Atualizado: 21 de mar. de 2022


Foto: Portão de Gezer, com seis câmaras, que por muito tempo foi atribuído a Salomão. Crédito: María Luján.

Ascensão de Davi

Os livros de história de Israel costumam apresentar Davi como sendo o sucessor de Saul, porém isso não é verdade. Davi não pertence à casa de Saul, mas à casa de Jessé, um renomado ancião de Belém, uma aldeia que ficava a oito km de Jerusalém. Jessé é da tribo de Judá, portanto, Davi não é benjaminita, como Saul. Além do mais, quando Davi, o filho mais novo de Jessé, é ungido (1Sm 16), Saul ainda vive. Esse fato só é consumado em 2Sm 2,4, onde Davi é ungido rei em Hebron pelos homens de Judá, e em 2Sm 5,2, onde é ungido rei pelos anciãos de Israel.O sucessor de Saul por direito deveria ser Jônatan, o filho mais velho de Saul. Aparentemente a relação entre Davi e Jônatan é muito boa. Mais do que isso, são conhecidas as passagens que falam do amor entre ambos (cf. 2Sm 1,17-27). Em outras oportunidades Jônatas aparece como mediador entre Saul e Davi, mas sempre intercedendo por esse. Em nenhum momento se faz menção de alguma intriga entre os dois na disputa pelo trono. Ao contrário, não faltam oportunidades onde Jônatas passa esse direito a Davi (cf. 1Sm 18,4; 20,13). Porém, em 2Sm 16,5-14 tem uma cena curiosa.Durante a revolta de Absalão, Davi é obrigado a fugir de Jerusalém e durante a fuga tem um inesperado e desagradável encontro com Semei, um remanescente da casa de Saul. Ao ver Davi, Semei começou atirar pedras e a proferir maldições contra Davi com as seguintes palavras:

“Vai embora, fora daqui, homem sanguinário, homem perverso. Javé fez recair sobre você todo o sangue da casa de Saul, cujo reino você usurpou. Javé entregou o reino nas mãos de seu filho Absalão. Eis que agora você está na desgraça, pois você é um homem sanguinário” (2Sm 16,7b-8).

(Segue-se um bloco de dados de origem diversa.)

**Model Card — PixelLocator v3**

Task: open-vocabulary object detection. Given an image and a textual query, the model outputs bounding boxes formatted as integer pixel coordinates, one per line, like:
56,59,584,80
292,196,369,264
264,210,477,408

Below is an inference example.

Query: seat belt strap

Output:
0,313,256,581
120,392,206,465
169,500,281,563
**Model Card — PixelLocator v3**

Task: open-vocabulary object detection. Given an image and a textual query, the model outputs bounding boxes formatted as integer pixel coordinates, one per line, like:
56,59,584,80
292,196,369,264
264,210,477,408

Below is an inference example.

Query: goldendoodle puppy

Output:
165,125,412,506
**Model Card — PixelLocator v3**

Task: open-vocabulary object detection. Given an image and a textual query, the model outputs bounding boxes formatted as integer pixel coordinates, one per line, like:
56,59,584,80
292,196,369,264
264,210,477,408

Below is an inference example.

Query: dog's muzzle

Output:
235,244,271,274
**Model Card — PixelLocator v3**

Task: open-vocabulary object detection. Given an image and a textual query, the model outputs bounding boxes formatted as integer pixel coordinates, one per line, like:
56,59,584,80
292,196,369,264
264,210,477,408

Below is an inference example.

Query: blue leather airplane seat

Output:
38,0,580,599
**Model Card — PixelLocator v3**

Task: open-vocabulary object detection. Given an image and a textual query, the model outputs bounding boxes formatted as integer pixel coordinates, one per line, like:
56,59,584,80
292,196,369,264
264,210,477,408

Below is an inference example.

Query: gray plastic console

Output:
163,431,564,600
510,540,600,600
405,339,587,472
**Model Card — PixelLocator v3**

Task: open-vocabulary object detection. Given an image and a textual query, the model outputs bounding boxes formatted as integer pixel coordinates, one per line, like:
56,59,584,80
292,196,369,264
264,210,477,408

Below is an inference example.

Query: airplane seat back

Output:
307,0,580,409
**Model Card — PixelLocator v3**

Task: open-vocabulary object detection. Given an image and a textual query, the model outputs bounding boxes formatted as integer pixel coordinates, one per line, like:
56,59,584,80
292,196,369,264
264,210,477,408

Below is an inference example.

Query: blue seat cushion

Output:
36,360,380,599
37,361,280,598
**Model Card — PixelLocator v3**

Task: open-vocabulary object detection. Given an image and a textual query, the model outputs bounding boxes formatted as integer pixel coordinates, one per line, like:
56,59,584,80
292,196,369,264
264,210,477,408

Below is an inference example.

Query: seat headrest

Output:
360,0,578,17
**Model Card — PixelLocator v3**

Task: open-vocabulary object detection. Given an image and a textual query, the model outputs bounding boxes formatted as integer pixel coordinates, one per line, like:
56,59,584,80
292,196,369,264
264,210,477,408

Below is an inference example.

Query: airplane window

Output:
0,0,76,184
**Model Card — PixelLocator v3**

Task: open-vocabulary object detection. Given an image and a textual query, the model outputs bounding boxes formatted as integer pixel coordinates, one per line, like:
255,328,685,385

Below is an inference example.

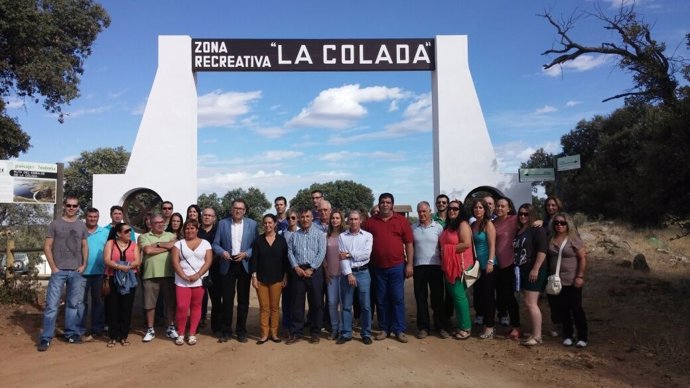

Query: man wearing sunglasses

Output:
432,194,450,228
105,205,137,241
273,196,288,234
38,196,89,352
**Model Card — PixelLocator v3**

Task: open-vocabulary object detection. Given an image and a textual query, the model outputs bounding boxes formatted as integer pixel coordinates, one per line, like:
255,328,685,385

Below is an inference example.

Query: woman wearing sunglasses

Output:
165,213,184,240
103,223,141,348
548,212,588,348
542,195,563,337
472,198,496,339
513,203,548,346
171,220,213,345
494,197,520,341
439,200,474,340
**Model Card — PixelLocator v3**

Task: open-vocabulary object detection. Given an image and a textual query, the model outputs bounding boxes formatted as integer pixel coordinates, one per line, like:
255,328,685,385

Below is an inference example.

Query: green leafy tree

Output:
0,0,110,159
65,146,129,214
214,187,271,224
290,180,374,213
520,148,555,195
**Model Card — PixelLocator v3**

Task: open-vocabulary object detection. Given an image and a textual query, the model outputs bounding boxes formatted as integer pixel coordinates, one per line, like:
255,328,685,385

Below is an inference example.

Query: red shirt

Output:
363,213,414,268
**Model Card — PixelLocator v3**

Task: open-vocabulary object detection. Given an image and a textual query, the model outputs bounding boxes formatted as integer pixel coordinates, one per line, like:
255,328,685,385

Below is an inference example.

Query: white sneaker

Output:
142,327,156,342
165,325,179,339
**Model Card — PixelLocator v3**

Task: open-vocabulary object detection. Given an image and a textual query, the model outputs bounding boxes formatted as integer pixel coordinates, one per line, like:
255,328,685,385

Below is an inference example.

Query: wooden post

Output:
5,236,14,280
53,163,65,220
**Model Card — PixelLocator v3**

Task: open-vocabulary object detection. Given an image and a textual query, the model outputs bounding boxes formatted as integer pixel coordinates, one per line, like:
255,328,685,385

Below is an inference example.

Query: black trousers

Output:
473,269,496,327
106,277,137,341
494,265,520,327
207,260,223,335
546,294,562,325
556,286,589,342
412,265,449,331
288,267,323,336
220,262,251,336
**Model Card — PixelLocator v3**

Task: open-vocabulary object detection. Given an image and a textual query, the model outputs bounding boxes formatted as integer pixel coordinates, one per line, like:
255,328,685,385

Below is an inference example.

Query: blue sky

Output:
8,0,690,207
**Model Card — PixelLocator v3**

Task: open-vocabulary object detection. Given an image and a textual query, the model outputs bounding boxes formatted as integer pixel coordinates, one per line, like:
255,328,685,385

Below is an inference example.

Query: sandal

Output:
455,330,472,340
520,336,541,346
479,327,494,339
508,329,520,341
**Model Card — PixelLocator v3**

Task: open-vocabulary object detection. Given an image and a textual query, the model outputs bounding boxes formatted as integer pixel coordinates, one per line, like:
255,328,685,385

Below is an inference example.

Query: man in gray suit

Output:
211,198,257,342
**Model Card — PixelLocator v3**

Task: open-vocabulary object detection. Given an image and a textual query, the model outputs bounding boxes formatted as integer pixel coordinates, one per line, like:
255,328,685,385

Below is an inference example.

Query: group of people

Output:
38,190,587,351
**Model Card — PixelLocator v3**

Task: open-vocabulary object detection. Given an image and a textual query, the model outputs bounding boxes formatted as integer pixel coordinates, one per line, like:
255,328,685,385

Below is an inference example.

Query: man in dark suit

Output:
211,199,257,342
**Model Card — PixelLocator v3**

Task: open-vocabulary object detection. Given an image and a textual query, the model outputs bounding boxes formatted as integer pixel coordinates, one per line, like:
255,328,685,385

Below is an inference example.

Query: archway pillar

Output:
432,35,531,203
93,36,197,225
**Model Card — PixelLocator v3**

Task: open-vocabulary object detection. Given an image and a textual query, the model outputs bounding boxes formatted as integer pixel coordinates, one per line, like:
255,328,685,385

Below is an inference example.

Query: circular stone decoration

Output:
122,189,163,233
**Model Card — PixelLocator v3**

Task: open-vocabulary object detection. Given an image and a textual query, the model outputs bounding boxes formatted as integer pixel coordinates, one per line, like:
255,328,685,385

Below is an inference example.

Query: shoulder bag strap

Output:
555,237,568,276
180,240,197,272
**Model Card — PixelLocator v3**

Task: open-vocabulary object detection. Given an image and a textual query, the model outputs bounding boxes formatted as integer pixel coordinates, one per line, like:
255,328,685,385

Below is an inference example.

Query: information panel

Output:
0,160,57,204
192,39,435,71
518,168,556,182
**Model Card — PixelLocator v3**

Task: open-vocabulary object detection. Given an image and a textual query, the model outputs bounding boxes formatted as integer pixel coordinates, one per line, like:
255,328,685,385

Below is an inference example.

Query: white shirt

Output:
230,219,244,256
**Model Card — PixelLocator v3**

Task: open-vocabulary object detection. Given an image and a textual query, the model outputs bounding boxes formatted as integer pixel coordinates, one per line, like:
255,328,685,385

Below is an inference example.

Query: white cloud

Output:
65,106,111,119
386,93,432,134
286,84,408,129
198,90,261,128
61,155,81,163
542,54,610,77
494,140,561,173
319,151,405,163
252,127,289,139
534,105,558,115
259,150,304,161
5,97,24,109
328,93,432,145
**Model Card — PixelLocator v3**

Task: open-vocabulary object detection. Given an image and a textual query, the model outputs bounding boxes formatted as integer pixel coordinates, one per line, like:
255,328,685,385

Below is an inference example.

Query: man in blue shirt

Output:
79,207,108,342
286,209,326,345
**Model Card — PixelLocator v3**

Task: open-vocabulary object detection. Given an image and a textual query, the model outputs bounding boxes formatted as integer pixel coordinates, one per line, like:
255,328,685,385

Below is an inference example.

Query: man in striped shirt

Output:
286,209,326,345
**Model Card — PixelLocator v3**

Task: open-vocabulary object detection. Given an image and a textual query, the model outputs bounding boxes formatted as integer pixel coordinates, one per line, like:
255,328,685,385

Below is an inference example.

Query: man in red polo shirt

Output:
364,193,414,343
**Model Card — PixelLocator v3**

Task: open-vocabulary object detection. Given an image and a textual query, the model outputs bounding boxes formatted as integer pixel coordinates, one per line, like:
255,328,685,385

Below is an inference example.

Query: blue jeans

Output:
326,276,343,334
374,263,406,335
40,270,86,342
340,270,371,338
79,275,105,335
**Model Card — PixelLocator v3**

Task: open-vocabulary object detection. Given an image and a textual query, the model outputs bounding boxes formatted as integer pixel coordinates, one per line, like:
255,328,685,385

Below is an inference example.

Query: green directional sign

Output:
518,168,556,182
556,154,580,171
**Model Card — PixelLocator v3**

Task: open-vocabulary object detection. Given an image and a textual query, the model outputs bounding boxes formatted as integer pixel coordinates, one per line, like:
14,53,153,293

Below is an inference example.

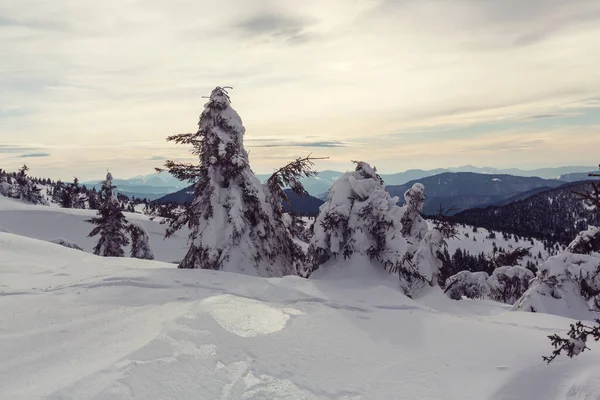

Esta passagem parece desvelar o que as narrativas bíblicas tentam encobrir. Davi é acusado por Semei de homem sanguinário e perverso e de ter usurpado o reino. É provável que esse texto seja de uma fonte do norte. Em 1Rs 2,8-9 Salomão é aconselhado por Davi a matar Semei.

Devido a essa situação dúbia do direito de sucessão de Davi, a narrativa bíblica ao longo do livro de Primeiro Samuel mostra uma forte preocupação em justificar a chegada de Davi ao poder. A expressão mais comum que se utiliza é: “Javé estava com Davi”. Em contrapartida, Saul é abandonado por Javé.Sem a presença de Javé, um espírito impuro se apossa de Saul, que só pode ser acalmado por um tocador de harpa e possuidor do Espírito de Javé (cf. 1Sm 16,14-23). Assim, Davi é habilmente introduzido na corte de Saul (cf. Ex 2,1-10; Gn 39,1-6).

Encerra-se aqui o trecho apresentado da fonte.